25 July 2019, The Tablet

Cardinal defends Amazon Synod against criticisms


A Peruvian cardinal who serves in the Amazon region has defended the agenda of the Vatican’s Amazon Synod in response to criticism by some European Church leaders.

Cardinal Pedro Barreto Jimeno, Jesuit Archbishop of Huancayo, wrote in a recent Jesuit publication that the agenda, released last month, was the fruit of consultation with nearly 90,000 people in two years of preparation for the Vatican meeting that will take place on 6-27 October. The document highlights “a reality that is crying out for attention”, the bishop said. Barreto, who is Vice President of Repam, the Pan-Amazonian Ecclesial Network, reported that the document, Instrumentum Laboris, which raises the possibility of ordaining older married men as priests in rural areas, “largely expresses the feelings and desires of many representatives of Amazon people”.
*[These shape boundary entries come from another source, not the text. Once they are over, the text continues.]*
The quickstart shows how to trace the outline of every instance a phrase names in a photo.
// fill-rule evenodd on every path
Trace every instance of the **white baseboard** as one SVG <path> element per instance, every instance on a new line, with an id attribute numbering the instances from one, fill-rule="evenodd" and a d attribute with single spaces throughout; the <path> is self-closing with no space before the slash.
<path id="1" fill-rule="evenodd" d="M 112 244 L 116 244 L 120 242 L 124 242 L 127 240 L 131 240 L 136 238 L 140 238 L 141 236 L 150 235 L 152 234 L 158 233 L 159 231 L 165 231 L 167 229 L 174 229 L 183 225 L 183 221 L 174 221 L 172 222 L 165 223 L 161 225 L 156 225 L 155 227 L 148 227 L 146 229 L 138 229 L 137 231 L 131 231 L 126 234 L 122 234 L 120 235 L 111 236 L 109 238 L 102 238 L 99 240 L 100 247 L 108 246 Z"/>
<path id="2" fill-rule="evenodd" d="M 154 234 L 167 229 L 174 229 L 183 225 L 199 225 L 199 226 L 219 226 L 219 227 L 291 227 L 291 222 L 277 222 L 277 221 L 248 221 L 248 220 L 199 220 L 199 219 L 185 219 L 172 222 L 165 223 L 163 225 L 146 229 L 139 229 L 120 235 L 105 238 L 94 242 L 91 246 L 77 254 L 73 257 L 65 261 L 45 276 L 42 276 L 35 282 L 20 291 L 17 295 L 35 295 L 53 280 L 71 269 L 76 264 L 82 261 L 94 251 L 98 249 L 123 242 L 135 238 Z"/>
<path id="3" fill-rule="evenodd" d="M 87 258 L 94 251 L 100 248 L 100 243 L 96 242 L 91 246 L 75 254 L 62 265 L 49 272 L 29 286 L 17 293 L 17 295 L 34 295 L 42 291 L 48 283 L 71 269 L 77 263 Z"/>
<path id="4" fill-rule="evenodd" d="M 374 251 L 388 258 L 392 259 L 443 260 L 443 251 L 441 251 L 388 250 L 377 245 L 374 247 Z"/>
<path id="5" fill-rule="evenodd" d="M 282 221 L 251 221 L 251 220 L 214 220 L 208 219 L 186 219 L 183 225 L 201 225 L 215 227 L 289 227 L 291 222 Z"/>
Barreto described the Amazon as “an increasingly devastated and threatened territory”, citing issues of mineral extraction, deforestation, polluted waters and indigenous peoples. “For us members of the Catholic Church in the Amazon … the Synod can be an important sign of promoting justice and the defence of the dignity of the people most affected.”

Several Church leaders have recently expressed hostility to the Amazon Synod, particularly German Cardinals Gerhard Müller and Walter Brandmüller. Müller, a former prefect of the Congregation for the Doctrine of the Faith, said he found “great confusion” in the document, particularly over its consideration of priestly ordination for elders and an official ministry for women. Brandmüller claimed the agenda “contradicts the binding teaching of the Church in decisive points”.

Bishop Athanasius Schneider, auxiliary of Astana, Kazakhstan, said last week that the Pope had a duty to maintain the “apostolic heritage of priestly celibacy”. He felt that a greater emphasis on Eucharistic devotion would sow “the seeds of a holy Amazonian priesthood” and criticised the emphasis on a mission for social and environmental justice.  

Brazil’s President Jair Bolsonaro accused the state body responsible for tracking deforestation levels of presenting false data, after it showed a dramatic rise in July.